Do you think this is true in your anecdotal experience?


Ah, yeah, you're right. It was probably just the cold that myself, my son, and my wife got after being exposed to someone that had symptomatic, PCR tested Covid. I'm sure it was just a coincidence that we then all three tested positive for covid.

One side effect of following COVID precautions is that I haven't had a cold at all this year. Usually I have 3 or 4 a year. I'm wondering if I'll get them less even after COVID, due to being more cognizant of stuff like washing my hands and not touching my face.

Hopefully all this will also normalize more people staying home or wearing a mask if they feel sick.


I’m done getting more than 2 shots . I’m getting COVID every few months and I show 0 symptoms. Only way I can tell is daily testing

First time: severe headaches, severe chills (like ice cold in a 68? room), annoying gastrointestinal issues. Lasted 72 hours. Very early in the epidemic. Didn’t know to check SpO2 or temperature.
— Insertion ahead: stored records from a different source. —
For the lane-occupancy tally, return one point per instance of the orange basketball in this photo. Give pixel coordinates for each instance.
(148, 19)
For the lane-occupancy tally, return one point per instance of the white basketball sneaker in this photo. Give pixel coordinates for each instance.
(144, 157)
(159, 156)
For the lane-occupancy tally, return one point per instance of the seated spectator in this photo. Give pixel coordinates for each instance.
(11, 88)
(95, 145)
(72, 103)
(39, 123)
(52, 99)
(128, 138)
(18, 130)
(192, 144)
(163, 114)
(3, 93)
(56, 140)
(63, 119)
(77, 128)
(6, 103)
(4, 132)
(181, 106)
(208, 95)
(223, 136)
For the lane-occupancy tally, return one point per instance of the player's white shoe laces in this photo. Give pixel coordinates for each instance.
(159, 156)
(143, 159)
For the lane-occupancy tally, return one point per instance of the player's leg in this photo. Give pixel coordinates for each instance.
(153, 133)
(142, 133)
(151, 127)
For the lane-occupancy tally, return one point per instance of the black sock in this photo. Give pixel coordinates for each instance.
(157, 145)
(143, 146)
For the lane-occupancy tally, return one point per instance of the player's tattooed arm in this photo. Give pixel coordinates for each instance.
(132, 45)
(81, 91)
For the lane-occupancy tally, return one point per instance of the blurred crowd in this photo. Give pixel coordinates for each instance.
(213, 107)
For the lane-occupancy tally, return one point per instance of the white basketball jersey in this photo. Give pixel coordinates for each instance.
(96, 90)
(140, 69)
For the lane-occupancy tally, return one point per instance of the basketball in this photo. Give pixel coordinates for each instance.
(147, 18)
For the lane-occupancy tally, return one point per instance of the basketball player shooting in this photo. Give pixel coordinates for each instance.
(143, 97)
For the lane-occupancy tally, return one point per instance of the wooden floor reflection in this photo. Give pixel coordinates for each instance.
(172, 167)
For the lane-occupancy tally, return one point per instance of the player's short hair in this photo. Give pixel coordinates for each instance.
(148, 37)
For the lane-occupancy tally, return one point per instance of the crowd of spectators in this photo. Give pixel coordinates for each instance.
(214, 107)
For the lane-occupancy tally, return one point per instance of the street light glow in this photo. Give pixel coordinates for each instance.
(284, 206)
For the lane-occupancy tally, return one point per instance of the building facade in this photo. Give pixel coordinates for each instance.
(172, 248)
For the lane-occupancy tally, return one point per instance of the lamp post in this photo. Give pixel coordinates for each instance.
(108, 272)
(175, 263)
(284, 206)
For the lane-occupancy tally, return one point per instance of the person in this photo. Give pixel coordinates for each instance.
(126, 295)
Only diagnosed as Covid retrospectively when comparing symptoms I’d reported before we knew what Covid was.

Second time: approximately four months after first bout. Lost sense of smell for 48 hours. Winded walking up stairs or walking briskly. Temperature barely moved. Had “brain fog” for about three months.

Neither infection has been formally confirmed, by the time I took an antibody test over a year had passed from the first infection and close to eight months from the second.

Have since been vaccinated with Moderna, haven’t had any noticeable symptoms since.


My wife and I both had COVID while unvaccinated. I actually had it twice.

She started off like a cold with extremely mild symptoms, but eventually developed a fever which was cut short by monoclonal antibodies.

The first go-round for me I had a few days of being tired with poor taste, and then it it full force making me incredibly tired with a fever of 102 for 2 weeks. The second time was largely the same but with less of a lead up - the tiredness hit right away.